Ces mercredi 01, jeudi 02 et vendredi 03 mars à 20h, Julien Herrault présentera, Will I See You Again, son spectacle dans le cabaret de curiosités. Nous l’avons interviewé quelques jours avant, le temps de partager un café, tout simplement assis sur les planches, dans la salle de Pasolini presque prête pour accueillir sa performance. Julien Herrault est là. Calme. Serein. Il nous parle de son spectacle, bien sûr, mais aussi de ce voyage initiatique qui a fait de lui ce qu’il est aujourd’hui. Jolie rencontre.

« C’est à couper le souffle. Je suis submergé par l’émotion. Des larmes me montent aux yeux. Quelque chose est en train de se passer. Je suis tellement impatient de partir encore un peu plus loin. Loin du bruit. Loin de la foule. En lien direct avec les puissances terrestres. La Terre de glace. J’ai cherché sur cette île volcanique de l’Atlantique nord, l’isolement,  la peur et la perte. J’ai voulu une terre sauvage éloignée de toutes traces de l’Homme et établir un lien étroit entre le terrestre et le céleste. »

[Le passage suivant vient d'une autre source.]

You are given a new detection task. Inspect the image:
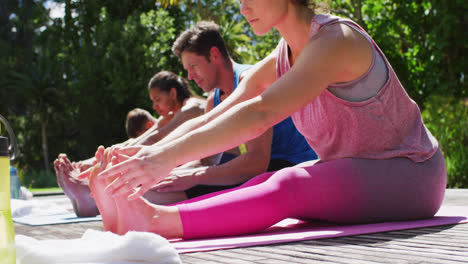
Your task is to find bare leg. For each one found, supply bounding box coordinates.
[143,190,188,205]
[90,150,183,238]
[89,147,117,233]
[54,154,99,217]
[115,193,184,238]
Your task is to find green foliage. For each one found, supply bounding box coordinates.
[0,0,468,187]
[20,169,58,188]
[422,95,468,188]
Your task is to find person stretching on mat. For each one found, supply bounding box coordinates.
[54,71,206,217]
[125,108,161,138]
[151,21,317,202]
[90,0,446,239]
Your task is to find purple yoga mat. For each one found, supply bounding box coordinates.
[171,206,468,253]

Will I See you Again est une renaissance artistique, et personnelle. Comme Kerouac, je l’avoue, les seuls gens vrais m’intéressent, les fous d’envie de vivre, fous d’envie d’en parler, d’être sauvés, fous de désir pour tout à la fois, ceux qui ne baillent jamais et qui ne disent jamais de banalités, mais qui brûlent, comme des feux d’artifice extraordinaires, qui explosent comme des étincelles dans les étoiles, comme une chandelle dans la nuit….Julien Herrault en a pris le chemin. Et il a des choses à dire.

Will I See You Again est une autofiction construite à partir d’une quête personnelle vécue entre Paris, Londres et Reykjavik, à la suite d’une rupture amoureuse puis artistique. «J’ai été follement amoureux d’un homme pendant 7ans. ( Il collabore et partage sa vie durant ces années là avec le metteur en scène et performeur Xavier Déranlot. Ensemble ils créent le duo Mr X & Mr J au sein du projet Fanadeep, projet visant à mettre en place différents processus d’écritures narratives, esthétiques et physiques à travers la photo, la vidéo, le son et la performance.) L’histoire amoureuse s’est terminée. Rupture. Je ne croyais plus en rien, plus rien. Destruction massive. La seule solution a été de fuir, de perdre mes repères. J’en avais besoin, j’ai foncé. Je n’avais pas de but… », confie t-il. Au bout de ce long chemin, il s’est trouvé. Il est devenu lui. Son vrai lui.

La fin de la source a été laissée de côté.